Подобно многим областям, которые она в себя включает, эту новую науку о разуме можно рассматривать с разных точек зрения: как противовес бихевиоризму, как новые горизонты в психологии или как то, что комментатор «New York Times» Дэвид Брукс высокопарно провозгласил «новым гуманизмом» и «новым очарованием»:
Это связано с изучением разума во всех этих областях исследований, от нейронауки до когнитивных ученых, поведенческих экономистов, психологов, социологиов; мы совершаем революцию в сознании. И когда мы синтезируем всё это, это дает нам новый взгляд на человеческую природу. И это далеко не холодный материалистический взгляд, это новый гуманизм, это новое очарование. [68]
Брукс, как и многие не связанные с наукой люди, часто использует слово «революция», говоря об этой новой науке о разуме, но по крайней мере один эксперт, психолог Джастин Барретт, этим недоволен, поскольку «мы должны разобраться в наших «революциях». То, что Брукс называет «когнитивной революцией», в основном некогнитивно»[69].
Комментарий Барретта технически верен. Как он объясняет, «когнитивная революция была, прежде всего, связана с познанием, а не с мозговой активностью» – другими словами, речь шла о функциях мозга (познании), а не о клетках мозга (нейробиологии). Своим рождением когнитивная наука обязана озарению, что компьютерную обработку данных можно использовать как метафору для понимания решения проблем человеком, хотя эта область по‐прежнему в основном занимается изучением обработки информации человеком, а не самим сознанием, которое является одновременно Святым Граалем и самым сложным элементом в новой науке о разуме. Однако образ революции слишком привлекателен для тех, кто находится за пределами научных дисциплин, кто, подобно Бруксу, осознал масштабы этих кардинальных изменений в психологии и начал представлять, что это предвещает для всех нас, как индивидуально, так и для общества в целом.
Критики из академических психологических кругов утверждают, что когнитивная революция вообще не была революцией, потому что она не соответствовала определенным ее критериям. [70] Но, по словам покойного философа науки Томаса Куна, судя по динамике, которая обозначила смену парадигмы, когнитивная революция не только произошла, но и эффективно расчистила игровое поле. Предметы, ранее считавшиеся недостойными изучения из‐за их «внутренности» и, следовательно (что наиболее вопиюще для строгих бихевиористов), невозможности непосредственно наблюдать и измерять их, внезапно были допущены к обсуждению. Важно отметить, что эти предметы включают в себя те самые качества, которые делают нас наиболее человечными: эмоции, сопереживание, память, желание, воображение, рефлексию, проекцию, креативность – и музыку.
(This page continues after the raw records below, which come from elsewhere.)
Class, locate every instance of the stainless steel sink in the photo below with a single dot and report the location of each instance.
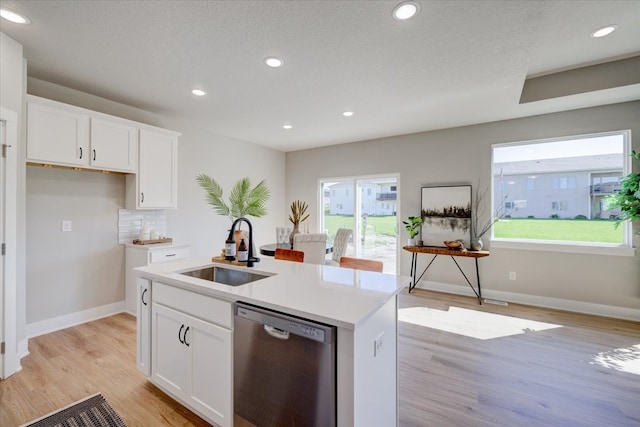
(226, 276)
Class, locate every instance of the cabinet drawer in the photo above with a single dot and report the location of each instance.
(168, 254)
(197, 305)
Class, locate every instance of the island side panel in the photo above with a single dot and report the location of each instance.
(345, 378)
(376, 369)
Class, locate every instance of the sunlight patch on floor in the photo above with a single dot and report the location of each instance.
(471, 323)
(621, 359)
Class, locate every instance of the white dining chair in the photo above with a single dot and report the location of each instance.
(340, 243)
(314, 246)
(282, 234)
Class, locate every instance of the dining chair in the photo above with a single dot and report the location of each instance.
(282, 234)
(340, 243)
(289, 255)
(361, 264)
(314, 246)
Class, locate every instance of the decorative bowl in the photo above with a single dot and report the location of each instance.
(453, 244)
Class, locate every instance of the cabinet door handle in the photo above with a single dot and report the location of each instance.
(179, 333)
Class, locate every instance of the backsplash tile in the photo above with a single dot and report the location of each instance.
(130, 222)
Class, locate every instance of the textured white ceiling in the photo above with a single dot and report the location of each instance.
(456, 63)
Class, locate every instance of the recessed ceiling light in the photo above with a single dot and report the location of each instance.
(14, 17)
(273, 62)
(406, 10)
(604, 31)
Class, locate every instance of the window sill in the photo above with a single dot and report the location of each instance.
(566, 247)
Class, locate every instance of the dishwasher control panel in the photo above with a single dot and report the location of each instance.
(286, 324)
(305, 330)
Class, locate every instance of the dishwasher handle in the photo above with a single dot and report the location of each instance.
(276, 333)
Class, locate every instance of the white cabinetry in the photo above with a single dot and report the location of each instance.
(61, 134)
(156, 184)
(113, 145)
(191, 355)
(141, 256)
(57, 133)
(143, 323)
(65, 135)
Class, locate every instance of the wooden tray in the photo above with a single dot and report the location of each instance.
(224, 261)
(152, 242)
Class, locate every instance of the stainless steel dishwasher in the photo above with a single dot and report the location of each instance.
(284, 369)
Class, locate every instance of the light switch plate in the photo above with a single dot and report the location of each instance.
(377, 345)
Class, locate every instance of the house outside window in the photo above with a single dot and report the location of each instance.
(555, 190)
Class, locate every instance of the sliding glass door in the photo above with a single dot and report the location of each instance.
(368, 206)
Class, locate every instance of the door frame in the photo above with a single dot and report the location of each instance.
(9, 361)
(357, 202)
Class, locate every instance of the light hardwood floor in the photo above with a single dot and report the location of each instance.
(544, 378)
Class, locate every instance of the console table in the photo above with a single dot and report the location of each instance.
(435, 251)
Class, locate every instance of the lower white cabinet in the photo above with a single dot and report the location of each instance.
(143, 342)
(191, 355)
(141, 256)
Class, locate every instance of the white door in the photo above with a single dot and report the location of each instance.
(9, 361)
(143, 321)
(2, 215)
(169, 354)
(113, 145)
(209, 373)
(369, 206)
(57, 135)
(157, 172)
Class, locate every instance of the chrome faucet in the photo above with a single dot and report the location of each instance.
(230, 239)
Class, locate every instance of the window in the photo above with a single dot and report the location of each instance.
(531, 183)
(564, 182)
(555, 190)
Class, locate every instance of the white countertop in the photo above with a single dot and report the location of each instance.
(338, 296)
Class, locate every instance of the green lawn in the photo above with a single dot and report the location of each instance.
(535, 229)
(559, 229)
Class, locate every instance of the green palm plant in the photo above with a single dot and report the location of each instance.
(628, 198)
(243, 200)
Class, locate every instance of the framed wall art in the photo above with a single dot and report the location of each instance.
(446, 212)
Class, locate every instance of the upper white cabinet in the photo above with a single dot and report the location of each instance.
(156, 184)
(57, 134)
(113, 145)
(65, 135)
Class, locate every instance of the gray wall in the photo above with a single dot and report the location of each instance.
(12, 89)
(463, 156)
(84, 269)
(78, 270)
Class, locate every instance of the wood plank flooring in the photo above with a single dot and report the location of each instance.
(544, 378)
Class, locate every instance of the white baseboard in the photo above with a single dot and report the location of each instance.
(68, 320)
(23, 349)
(538, 301)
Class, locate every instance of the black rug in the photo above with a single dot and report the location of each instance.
(94, 411)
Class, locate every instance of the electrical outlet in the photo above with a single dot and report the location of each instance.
(377, 345)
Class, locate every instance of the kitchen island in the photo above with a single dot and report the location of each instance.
(185, 332)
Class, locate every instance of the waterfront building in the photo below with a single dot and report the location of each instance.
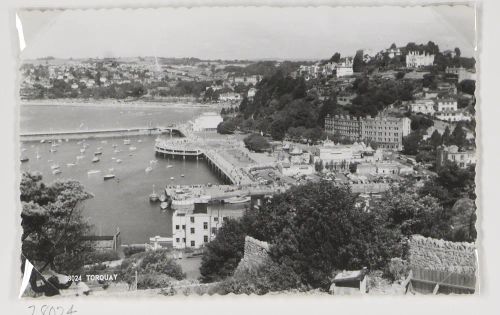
(386, 131)
(446, 104)
(207, 122)
(452, 154)
(423, 106)
(454, 116)
(195, 228)
(416, 59)
(288, 169)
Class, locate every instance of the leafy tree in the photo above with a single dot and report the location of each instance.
(256, 142)
(436, 139)
(447, 136)
(53, 228)
(223, 254)
(317, 228)
(458, 136)
(411, 143)
(335, 58)
(358, 64)
(413, 213)
(226, 127)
Всестороннее исследование бесчисленного количества причин, по которым произошло это огромное упущение в современной психологии, выходит за рамки этой книги, но негативные последствия этого изгнания ошеломляют, если рассматривать их в совокупности, что, по общему признанию, гораздо легче сделать теперь, когда они отражаются в нашем коллективном зеркале заднего вида.